LYONS – At a time when the village is commemorating its 125th anniversary, Lyons residents are working to preserve and showcase key parts of its history.
Visitors to Village Hall, 4200 Lawndale Ave., can view a 115-year-old painting of Mueller’s Brewery, which operated on Ogden Avenue in the mid-1800s. Measuring 15 feet wide and 7 feet tall, the painting was created by artist Joseph Antos in 1898.
“It looks fantastic, absolutely fantastic compared to other times I’ve seen it,” said Lyons Mayor Chris Getty, who added the village recently had the painting cleaned and encased in a prominent location. “When it was formerly displayed, it had no lighting. The setting didn’t do the painting justice. Now it’s in a setting where people are able to see it up close.”
The family of Walter Neher, owner of Neher’s Tavern, donated the painting to the village in 1976, Getty said. Antos worked on the painting while at Neher’s Tavern, which was located across from Mueller’s Brewery on the other side of the Des Plaines River. The village had it restored in 1981, Getty said.
For a while, the painting was displayed up high in the old Village Hall building, Getty said. This made it difficult for people to see the painting and appreciate it details, he said. It also had been in storage for many years.
Getty directed village staff members this spring to clean the painting and place it lower to the ground where people can see it. He said the response to the painting from people at Village Hall has been phenomenal.
“We’ve had two different types of receptions to the painting: People who haven’t seen it for many years and are rediscovering it, and then people who are shocked that it was in Lyons and never knew about it,” Getty said. “Overall, we’ve received nothing but compliments and enthusiasm about the painting.”
Getty said plans are in the works for different events to commemorate the town’s 125th anniversary. The main celebration will be in August, he said. There also will be a special float in the Fourth of July Parade.
In addition, the village has placed 6-foot banners on street poles throughout the community, Getty said. There are more than 100 of these banners, and this project has been sponsored by local businesses, he said.

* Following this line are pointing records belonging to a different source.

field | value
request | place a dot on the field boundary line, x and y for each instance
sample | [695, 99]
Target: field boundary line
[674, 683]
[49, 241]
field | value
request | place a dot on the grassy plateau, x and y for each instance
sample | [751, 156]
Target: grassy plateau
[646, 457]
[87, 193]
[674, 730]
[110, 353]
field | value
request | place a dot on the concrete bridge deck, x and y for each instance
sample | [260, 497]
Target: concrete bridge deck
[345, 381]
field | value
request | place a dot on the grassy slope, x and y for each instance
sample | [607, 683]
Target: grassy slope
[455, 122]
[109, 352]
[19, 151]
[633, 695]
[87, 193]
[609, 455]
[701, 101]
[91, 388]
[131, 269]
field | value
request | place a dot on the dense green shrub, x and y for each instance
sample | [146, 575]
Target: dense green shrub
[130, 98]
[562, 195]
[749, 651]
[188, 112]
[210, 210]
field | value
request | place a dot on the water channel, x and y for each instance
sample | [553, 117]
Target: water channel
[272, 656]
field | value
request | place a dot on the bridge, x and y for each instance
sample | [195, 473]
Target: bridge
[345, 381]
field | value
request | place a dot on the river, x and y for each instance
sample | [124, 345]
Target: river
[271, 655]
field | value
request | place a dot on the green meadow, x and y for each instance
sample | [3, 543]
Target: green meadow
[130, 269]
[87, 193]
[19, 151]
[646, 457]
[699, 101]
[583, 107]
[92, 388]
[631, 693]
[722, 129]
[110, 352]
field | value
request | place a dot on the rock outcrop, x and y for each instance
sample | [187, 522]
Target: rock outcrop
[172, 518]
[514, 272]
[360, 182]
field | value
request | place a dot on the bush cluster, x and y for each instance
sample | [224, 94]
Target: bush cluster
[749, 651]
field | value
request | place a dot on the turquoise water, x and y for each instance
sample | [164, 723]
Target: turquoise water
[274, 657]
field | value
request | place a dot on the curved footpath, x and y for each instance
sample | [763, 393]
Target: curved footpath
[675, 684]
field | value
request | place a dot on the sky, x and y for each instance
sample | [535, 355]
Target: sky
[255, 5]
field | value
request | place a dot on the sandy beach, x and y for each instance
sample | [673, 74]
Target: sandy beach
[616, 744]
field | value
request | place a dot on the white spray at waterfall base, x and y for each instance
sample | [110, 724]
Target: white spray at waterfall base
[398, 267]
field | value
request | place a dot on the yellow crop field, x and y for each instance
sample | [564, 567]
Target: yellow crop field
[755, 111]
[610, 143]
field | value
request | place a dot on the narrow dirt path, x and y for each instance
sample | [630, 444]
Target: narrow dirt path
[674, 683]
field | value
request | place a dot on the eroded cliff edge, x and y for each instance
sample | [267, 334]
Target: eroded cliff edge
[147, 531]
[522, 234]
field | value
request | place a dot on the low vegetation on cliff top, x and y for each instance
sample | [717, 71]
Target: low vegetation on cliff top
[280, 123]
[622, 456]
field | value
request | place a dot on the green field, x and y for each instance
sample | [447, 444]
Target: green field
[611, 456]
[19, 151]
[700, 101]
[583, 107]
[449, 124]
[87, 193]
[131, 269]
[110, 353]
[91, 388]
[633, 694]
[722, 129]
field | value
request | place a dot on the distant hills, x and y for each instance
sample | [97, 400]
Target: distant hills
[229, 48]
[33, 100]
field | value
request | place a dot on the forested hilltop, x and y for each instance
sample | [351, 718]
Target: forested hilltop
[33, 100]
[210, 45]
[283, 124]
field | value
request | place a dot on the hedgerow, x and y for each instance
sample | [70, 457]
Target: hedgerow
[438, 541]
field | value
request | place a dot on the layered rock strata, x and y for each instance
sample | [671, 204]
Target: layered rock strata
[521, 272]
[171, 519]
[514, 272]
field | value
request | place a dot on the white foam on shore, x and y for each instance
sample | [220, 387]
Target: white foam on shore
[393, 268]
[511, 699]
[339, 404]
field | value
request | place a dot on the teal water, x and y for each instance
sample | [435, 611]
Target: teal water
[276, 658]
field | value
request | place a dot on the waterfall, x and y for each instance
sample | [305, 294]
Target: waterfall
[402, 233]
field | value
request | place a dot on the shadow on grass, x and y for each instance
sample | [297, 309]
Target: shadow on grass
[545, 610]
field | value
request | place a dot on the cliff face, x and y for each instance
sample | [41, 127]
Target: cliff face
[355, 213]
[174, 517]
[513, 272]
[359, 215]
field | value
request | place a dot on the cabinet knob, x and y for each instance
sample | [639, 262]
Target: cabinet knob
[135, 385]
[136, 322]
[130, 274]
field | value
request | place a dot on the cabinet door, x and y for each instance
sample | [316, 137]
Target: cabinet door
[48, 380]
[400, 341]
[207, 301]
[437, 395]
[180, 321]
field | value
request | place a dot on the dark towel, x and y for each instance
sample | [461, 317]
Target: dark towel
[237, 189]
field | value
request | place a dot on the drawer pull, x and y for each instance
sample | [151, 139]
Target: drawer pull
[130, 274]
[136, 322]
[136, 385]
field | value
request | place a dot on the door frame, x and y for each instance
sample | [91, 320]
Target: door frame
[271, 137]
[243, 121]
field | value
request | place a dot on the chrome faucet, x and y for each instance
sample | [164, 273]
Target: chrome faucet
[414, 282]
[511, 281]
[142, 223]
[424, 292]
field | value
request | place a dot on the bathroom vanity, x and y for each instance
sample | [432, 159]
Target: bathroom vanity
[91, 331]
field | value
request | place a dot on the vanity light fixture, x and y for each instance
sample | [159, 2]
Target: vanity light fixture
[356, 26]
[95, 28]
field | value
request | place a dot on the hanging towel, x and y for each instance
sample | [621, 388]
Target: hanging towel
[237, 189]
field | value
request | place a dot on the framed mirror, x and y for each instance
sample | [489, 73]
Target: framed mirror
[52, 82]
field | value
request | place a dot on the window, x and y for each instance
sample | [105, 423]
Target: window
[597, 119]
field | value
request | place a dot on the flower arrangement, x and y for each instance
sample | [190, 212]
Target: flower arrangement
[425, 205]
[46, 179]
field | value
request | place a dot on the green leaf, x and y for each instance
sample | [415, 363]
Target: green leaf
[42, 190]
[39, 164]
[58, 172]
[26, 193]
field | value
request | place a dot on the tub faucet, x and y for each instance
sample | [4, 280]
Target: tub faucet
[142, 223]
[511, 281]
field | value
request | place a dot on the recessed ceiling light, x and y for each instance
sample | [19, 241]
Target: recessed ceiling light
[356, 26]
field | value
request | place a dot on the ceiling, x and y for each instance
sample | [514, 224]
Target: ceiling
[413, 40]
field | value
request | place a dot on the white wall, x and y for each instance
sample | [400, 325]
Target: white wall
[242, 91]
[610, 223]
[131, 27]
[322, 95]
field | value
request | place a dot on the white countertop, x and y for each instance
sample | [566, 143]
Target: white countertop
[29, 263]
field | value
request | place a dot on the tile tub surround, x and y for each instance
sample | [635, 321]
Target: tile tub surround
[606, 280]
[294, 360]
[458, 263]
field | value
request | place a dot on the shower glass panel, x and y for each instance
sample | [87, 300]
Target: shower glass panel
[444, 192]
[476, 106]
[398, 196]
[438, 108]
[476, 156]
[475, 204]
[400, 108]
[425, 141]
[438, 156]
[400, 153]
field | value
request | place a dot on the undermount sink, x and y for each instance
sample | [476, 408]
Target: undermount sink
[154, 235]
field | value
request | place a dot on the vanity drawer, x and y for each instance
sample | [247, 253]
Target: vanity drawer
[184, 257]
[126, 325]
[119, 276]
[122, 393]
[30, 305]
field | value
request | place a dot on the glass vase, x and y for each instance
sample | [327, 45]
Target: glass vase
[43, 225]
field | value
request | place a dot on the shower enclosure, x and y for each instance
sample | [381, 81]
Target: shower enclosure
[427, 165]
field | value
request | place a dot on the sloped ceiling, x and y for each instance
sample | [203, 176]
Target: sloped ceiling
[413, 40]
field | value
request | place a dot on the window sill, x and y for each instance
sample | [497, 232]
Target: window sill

Nadine Pankow, president of the Lyons Historical Commission, said members of this group are excited about making residents aware of the community’s rich history. One of the projects they are working on is to place old slideshows onto DVDs so they can make presentations about key aspects of Lyons’ history.
Commission members also have advocated for funds to restore the facade of the Hofmann Tower, Pankow said.
“The inside is great; it’s the outside that’s falling,” Pankow said. “Rain gets in there, so it’s popping, and that’s the dangerous part.”
Pankow said the rehabilitation project was estimated at about $400,000 a few years ago. Warnings to legislators have not yielded any results on restoring the tower, she said. There are five floors of the community’s history inside, and it’s vital to preserve it before it’s gone for good, she said.